Projeté en avant-première mondiale lors du festival international d'animation d'Annecy 2021, The Deer King nous plonge dans une histoire mêlant épidémie, famille, guerre et honneur.
Le point le plus extraordinaire du film, après son histoire, c'est sa beauté. Visuellement, le film est à la fois dynamique et bien animé, donnant scène après scène un rendu réaliste comme on n'en voit que très rarement. Le film garde son style visuel propre à lui-même, assez proche de ce que nous avons pu voir dans Naruto Shippuden, les animaux gagnent un niveau en plus dans leur retranscription et les mouvements sont tout juste incroyablement bien animés.

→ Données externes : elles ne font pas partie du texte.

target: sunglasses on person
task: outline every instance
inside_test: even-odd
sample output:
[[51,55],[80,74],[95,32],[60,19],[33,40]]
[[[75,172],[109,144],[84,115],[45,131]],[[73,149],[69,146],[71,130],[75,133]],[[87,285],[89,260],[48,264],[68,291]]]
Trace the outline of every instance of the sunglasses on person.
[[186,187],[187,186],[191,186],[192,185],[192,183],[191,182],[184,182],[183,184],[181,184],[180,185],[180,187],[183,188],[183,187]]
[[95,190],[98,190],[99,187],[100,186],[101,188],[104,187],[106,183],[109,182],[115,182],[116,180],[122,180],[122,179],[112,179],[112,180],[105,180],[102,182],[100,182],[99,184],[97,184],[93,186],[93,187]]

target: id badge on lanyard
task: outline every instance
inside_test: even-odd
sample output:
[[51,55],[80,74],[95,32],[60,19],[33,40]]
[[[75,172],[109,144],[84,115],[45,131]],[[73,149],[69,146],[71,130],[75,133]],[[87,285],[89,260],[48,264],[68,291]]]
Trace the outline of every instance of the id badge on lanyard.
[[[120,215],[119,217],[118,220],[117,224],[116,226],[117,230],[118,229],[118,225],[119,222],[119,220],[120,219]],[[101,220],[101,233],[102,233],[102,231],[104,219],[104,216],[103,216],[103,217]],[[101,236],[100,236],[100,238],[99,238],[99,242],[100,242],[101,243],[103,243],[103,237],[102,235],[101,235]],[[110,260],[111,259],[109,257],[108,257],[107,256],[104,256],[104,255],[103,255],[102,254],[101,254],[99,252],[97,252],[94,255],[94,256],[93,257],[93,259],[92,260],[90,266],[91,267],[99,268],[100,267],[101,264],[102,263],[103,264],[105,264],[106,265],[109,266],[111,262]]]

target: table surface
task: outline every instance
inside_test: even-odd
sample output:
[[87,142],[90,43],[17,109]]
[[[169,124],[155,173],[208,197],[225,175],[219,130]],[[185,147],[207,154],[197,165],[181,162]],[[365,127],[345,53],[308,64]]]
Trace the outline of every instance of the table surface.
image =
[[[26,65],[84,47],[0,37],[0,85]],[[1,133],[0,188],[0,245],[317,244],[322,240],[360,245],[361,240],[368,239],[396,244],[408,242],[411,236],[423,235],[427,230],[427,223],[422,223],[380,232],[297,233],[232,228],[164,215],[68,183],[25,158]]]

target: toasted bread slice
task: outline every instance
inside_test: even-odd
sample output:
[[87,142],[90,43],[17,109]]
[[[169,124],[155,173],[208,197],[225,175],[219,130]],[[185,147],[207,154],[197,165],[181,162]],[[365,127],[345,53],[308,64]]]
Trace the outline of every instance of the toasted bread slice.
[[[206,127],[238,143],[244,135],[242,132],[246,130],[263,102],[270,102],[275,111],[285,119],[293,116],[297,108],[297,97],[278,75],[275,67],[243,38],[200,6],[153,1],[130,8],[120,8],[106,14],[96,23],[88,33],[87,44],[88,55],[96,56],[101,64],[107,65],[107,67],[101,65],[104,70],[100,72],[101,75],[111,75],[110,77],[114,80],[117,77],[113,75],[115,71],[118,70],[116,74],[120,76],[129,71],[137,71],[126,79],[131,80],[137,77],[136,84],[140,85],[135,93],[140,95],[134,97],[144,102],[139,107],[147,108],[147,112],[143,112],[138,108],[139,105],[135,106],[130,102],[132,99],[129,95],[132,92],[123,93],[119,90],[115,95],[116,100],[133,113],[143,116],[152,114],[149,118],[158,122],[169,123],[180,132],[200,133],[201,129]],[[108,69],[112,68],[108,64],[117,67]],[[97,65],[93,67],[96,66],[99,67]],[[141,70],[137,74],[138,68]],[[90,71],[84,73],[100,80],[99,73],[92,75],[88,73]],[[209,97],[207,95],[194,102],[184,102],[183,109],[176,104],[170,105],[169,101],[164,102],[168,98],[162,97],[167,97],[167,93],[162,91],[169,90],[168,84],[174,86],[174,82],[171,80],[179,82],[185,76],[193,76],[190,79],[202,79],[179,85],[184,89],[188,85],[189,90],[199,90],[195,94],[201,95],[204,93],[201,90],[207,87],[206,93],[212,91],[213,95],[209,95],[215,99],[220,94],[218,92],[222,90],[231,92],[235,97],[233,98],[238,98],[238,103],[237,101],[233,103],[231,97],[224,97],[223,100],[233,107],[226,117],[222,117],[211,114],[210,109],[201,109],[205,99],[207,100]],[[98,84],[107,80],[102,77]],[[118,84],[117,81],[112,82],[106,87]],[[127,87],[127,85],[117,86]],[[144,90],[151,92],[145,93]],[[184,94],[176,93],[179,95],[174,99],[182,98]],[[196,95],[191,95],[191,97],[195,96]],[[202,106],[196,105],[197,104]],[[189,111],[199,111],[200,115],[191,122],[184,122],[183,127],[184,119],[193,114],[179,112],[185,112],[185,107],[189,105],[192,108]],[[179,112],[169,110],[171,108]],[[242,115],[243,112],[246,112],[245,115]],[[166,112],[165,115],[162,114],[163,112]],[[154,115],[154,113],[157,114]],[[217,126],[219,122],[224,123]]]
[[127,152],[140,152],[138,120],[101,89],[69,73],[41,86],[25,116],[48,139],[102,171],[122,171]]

Quelle aurait pu être la coïncidence qu'une épidémie soit au centre d'un film d'animation préparé il y a quelques années et que ce même film sorte à l'époque de la pandémie de COVID-19. Bien évidemment, ce n'est fait exprès, surtout qu'il s'agit de l'adaptation d'un livre, mais c'est tout de même un point qui rend ce film vraiment parfait pour cette période.
Pour un film d'animation, il peut y avoir 3 cas : trop long, trop court et bien réparti. Masashi ANDO et Masayuki MIYAJI réussissent à suffisamment bien amener les éléments du film pour que l'on soit à la fois toujours surpris, épaté et curieux de savoir ce qui viendra ensuite. L'arc narratif et les différents arcs des personnages font que l'on ne se perd pas et que tout fait sens parce que la ligne conductrice est respectée.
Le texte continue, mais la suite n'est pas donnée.